Background: I spent about 7 years working on one of the backends that powered, among other things, part of Google+. Much of that time (5 years) I owned a data migration to deal with technical debt that came out of the original implementation. Although G+ is not the only source of these musings, its impending turndown was top of mind as I wrote. That said, I have no insight into the actual turndown of G+ and have been off of that team for 2 years now.

Let’s take a break from our regularly scheduled musings on ethics and society to think about software engineering.

We all know that we should design maintainable systems. But what does that mean? For non-mission critical consumer products, here’s one perspective: Design for mild success.

If we start with the assumption that our product is going to be wildly successful, we will likely commit at least one of over-engineering or taking too many shortcuts. When we over-engineer, we build a system that is ready to enable the features we imagine now but can’t build yet. When we take shortcuts, we build things in a way that works today but relies on a complex and brittle set of assumptions. Seemingly opposites, a common assumption behind both of these sins of software engineering is that there will be time and resources invested into the code later.

But chances are, the product will not be wildly successful. Maybe it will be a complete failure and we can delete the whole thing (although even a good cleanup can take a long time — that 5-year data migration I mentioned took another two years to clean-up the old system).

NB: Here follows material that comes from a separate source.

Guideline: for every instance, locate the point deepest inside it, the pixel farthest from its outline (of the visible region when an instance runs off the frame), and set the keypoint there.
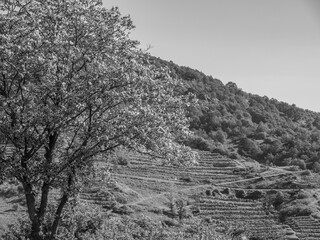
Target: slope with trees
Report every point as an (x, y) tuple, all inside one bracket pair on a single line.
[(72, 89), (233, 122)]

If the product manages not to fail, it will most likely be mildly successful. We will have created something with real value in limited circumstances or for a small set of users. We won't want to kill the product, but we will have a hard time justifying an engineering team to clean up those hacks and implement all of those good ideas we planned for (plus, we were wrong about what users would want).

Now those over-engineered classes and workaround hacks start to call in their debt. Products are only worth keeping as long as the benefits (to us and our users) outweigh the costs. Sadly, since our mildly successful system was engineered to require an unjustifiable ongoing investment, the cost does not justify the benefit.

Where does that leave us? With a useful and valued product that is a drag on our team. We have a system that’s disheartening to work on because whoever ends up paying the maintenance cost has to run just to stay in place given the technical debt they were burdened with.

Now we have a choice: keep paying the cost of maintenance or turn down the product and pay the cost in the goodwill of your users. You cannot escape the payment.

So remember to engineer for mild success. Design a system that is easy to maintain and solves the problems you need to solve today. Generalize when it becomes a net saving (even though it will be incrementally more expensive). Be specific, but not hacky. And remember, you always pay a price for tech debt. Like with debt in the real economy, the question is only whether or not the overall growth reduces the relative cost of the payment.